Gödel, Escher, Bach: An Eternal Golden Braid

Dated Jan 20, 2023; last modified on Sun, 12 Feb 2023

Strange Loops

A Strange Loop occurs whenever, by moving upwards (or downwards) through the levels of some hierarchical system, we unexpectedly find ourselves right back where we started.

The 3-voice Canon Per Tonos from Musikalisches Opfer BWV 1079 exhibits a strange loop.
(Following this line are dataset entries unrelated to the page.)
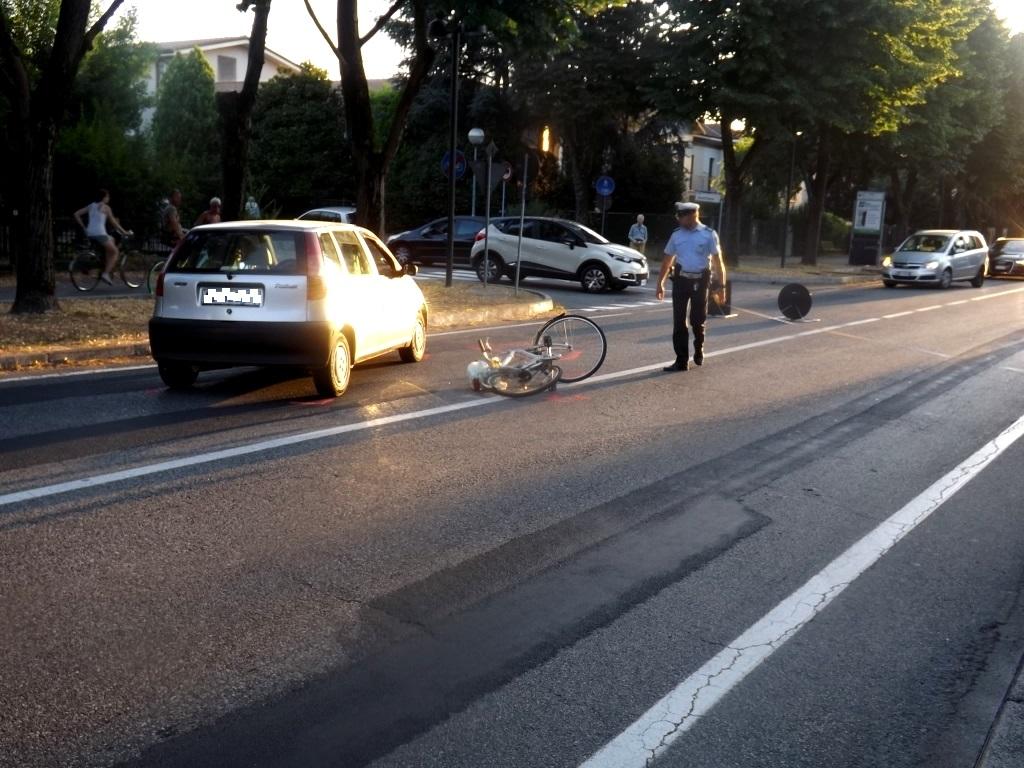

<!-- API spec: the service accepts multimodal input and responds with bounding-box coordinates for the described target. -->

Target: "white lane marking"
[0,288,1024,507]
[0,395,502,507]
[581,416,1024,768]
[0,362,157,384]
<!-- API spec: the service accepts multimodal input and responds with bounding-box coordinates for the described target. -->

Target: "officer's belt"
[676,269,711,280]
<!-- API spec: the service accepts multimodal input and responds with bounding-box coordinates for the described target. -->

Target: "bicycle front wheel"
[68,249,103,291]
[534,314,608,384]
[121,251,146,288]
[145,259,167,294]
[484,366,562,397]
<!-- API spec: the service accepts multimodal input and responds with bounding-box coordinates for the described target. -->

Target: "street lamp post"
[481,139,498,288]
[429,15,462,288]
[469,128,483,216]
[779,131,804,267]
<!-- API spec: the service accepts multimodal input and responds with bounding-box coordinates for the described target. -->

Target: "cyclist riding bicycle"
[75,189,131,286]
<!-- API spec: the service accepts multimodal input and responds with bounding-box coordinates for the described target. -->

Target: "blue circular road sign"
[441,150,466,178]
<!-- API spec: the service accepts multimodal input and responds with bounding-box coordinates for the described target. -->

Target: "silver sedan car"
[882,229,988,288]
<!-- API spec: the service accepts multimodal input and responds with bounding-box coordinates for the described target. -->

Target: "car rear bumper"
[988,259,1024,278]
[150,317,333,368]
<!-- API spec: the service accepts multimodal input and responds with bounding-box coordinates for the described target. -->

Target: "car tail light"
[306,232,327,301]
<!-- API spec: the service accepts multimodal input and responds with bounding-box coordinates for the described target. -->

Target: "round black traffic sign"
[778,283,811,319]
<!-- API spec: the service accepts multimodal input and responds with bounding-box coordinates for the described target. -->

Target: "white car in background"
[470,216,648,293]
[150,220,427,397]
[882,229,988,288]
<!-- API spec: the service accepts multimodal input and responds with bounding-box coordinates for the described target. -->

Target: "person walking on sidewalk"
[654,203,725,372]
[628,213,647,256]
[75,189,131,286]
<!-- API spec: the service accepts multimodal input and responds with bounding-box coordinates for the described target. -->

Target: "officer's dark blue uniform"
[656,203,725,371]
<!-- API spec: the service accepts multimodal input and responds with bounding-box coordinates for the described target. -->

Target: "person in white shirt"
[75,189,131,286]
[628,213,647,256]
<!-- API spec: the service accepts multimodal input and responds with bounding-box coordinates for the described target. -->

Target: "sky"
[116,0,1024,80]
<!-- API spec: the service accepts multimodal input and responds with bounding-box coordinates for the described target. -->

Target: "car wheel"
[157,362,199,389]
[971,263,985,288]
[313,334,352,397]
[476,253,505,283]
[580,264,611,293]
[398,312,427,362]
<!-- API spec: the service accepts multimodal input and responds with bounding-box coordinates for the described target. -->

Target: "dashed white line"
[581,416,1024,768]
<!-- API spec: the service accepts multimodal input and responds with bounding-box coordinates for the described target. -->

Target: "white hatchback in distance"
[470,216,647,293]
[150,221,427,397]
[882,229,988,288]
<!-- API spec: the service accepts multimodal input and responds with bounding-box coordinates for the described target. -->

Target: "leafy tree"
[217,0,271,219]
[305,0,621,237]
[671,0,985,263]
[0,0,123,313]
[251,63,355,215]
[153,48,219,214]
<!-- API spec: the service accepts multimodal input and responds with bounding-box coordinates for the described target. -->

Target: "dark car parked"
[988,238,1024,278]
[387,216,484,265]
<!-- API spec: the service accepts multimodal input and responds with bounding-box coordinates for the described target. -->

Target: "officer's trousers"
[672,269,711,360]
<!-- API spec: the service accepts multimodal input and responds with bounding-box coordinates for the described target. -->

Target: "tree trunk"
[0,0,124,314]
[217,0,271,221]
[11,131,60,314]
[801,125,831,266]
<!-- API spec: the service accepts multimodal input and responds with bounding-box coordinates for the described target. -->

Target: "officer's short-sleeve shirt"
[665,223,719,272]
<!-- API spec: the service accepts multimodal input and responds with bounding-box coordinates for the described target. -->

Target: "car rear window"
[995,240,1024,253]
[167,229,307,274]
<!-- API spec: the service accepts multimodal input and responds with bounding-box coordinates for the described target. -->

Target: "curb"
[0,291,555,372]
[974,656,1024,768]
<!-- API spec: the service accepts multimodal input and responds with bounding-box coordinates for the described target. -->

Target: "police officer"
[654,203,725,371]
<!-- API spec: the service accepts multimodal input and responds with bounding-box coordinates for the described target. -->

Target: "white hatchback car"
[882,229,988,288]
[470,216,647,293]
[150,221,427,397]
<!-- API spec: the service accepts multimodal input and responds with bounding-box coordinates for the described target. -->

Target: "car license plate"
[200,286,263,306]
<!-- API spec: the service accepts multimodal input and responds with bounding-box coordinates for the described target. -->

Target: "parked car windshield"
[565,221,611,246]
[899,234,949,253]
[994,240,1024,253]
[167,229,306,274]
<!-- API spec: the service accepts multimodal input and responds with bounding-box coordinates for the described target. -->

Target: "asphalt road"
[0,281,1024,768]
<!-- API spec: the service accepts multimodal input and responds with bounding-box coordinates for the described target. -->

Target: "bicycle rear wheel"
[68,248,103,291]
[484,366,562,397]
[120,251,146,288]
[534,314,608,384]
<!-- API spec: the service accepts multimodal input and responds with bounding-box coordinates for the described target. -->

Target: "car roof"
[911,229,981,238]
[189,219,373,234]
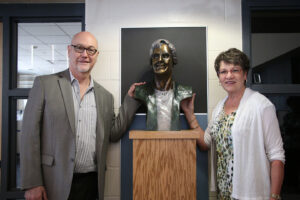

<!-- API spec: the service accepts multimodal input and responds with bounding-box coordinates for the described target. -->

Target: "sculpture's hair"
[150,39,178,65]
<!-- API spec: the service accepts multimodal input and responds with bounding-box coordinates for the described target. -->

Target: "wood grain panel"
[133,132,196,200]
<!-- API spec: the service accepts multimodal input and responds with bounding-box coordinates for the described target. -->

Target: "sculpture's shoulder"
[134,83,154,101]
[174,83,193,100]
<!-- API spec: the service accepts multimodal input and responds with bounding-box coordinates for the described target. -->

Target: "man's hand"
[128,82,146,97]
[25,186,48,200]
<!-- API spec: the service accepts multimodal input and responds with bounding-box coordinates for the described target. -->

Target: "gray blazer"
[20,70,139,200]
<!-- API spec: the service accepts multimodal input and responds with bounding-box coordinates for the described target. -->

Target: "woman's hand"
[180,93,196,118]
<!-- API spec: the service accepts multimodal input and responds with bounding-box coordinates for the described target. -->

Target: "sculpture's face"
[152,44,173,74]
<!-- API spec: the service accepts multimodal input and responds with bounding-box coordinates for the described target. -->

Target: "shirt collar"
[69,70,94,89]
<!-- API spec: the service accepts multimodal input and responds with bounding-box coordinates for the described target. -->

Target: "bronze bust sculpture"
[135,39,192,130]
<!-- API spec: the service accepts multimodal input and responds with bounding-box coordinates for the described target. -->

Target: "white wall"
[86,0,242,200]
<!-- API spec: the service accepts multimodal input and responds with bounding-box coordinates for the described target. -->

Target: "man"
[134,39,192,130]
[21,32,139,200]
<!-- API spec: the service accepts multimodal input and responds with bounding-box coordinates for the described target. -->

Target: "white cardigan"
[204,88,285,200]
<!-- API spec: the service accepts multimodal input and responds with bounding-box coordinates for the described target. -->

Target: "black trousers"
[68,172,98,200]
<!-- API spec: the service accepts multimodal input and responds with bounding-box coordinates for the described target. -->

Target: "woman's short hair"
[150,39,178,65]
[215,48,250,76]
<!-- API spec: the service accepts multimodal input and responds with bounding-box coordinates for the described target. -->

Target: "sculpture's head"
[150,39,177,75]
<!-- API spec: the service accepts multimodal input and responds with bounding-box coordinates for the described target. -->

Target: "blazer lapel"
[94,81,105,142]
[58,70,76,135]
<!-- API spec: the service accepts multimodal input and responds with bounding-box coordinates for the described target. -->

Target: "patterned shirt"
[70,72,97,173]
[211,109,236,200]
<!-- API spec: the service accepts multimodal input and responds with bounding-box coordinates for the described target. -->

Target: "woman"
[181,48,285,200]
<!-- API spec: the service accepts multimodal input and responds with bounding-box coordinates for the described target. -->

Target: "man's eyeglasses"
[71,44,98,56]
[218,69,242,76]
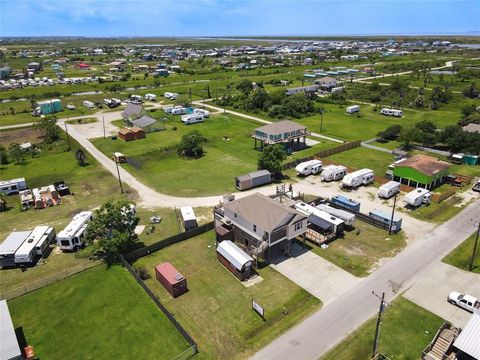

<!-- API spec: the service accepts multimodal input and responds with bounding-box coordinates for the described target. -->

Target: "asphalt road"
[252,200,480,360]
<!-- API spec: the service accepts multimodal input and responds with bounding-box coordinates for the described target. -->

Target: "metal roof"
[0,300,22,360]
[453,313,480,359]
[217,240,253,270]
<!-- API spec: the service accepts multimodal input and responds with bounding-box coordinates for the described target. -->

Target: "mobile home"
[403,188,432,207]
[295,160,322,176]
[57,211,93,251]
[320,165,347,181]
[342,169,375,188]
[0,178,27,195]
[378,181,400,199]
[346,105,360,114]
[180,206,198,231]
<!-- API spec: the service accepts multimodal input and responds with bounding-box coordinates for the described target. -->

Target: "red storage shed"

Successive modulations make one expect to hopelessly far from the starting key, but after six modulations, the original key of C minor is restored!

I can’t quite perceive the rising canon. reports that I’m not alone.

Waterfall (M. C. Escher). Lithograph. Credits: www.mcescher.com
Waterfall (M. C. Escher). Lithograph. Credits: www.mcescher.com

Escher’s Waterfall has a six-step endlessly falling loop. Tightening the loop gets harder and more impressive, e.g., Escher’s Drawing Hands has a two-step strange loop in which each of two hands draws the other.

The Epimenides Paradox (“All Cretans are liars”, or more popularly phrased as, “This statement is false”) is a one-step strange loop. Gödel introduced a strange loop in mathematics when he used mathematical reasoning to explore mathematical reasoning itself, leading to Gödel’s Incompleteness Theorem: All consistent axiomatic formulations of number theory include undecidable propositions. The (gnarly) proof hinges on writing a self-referential mathematical statement: This statement of number theory does not have any proof in the system of Principia Mathematica.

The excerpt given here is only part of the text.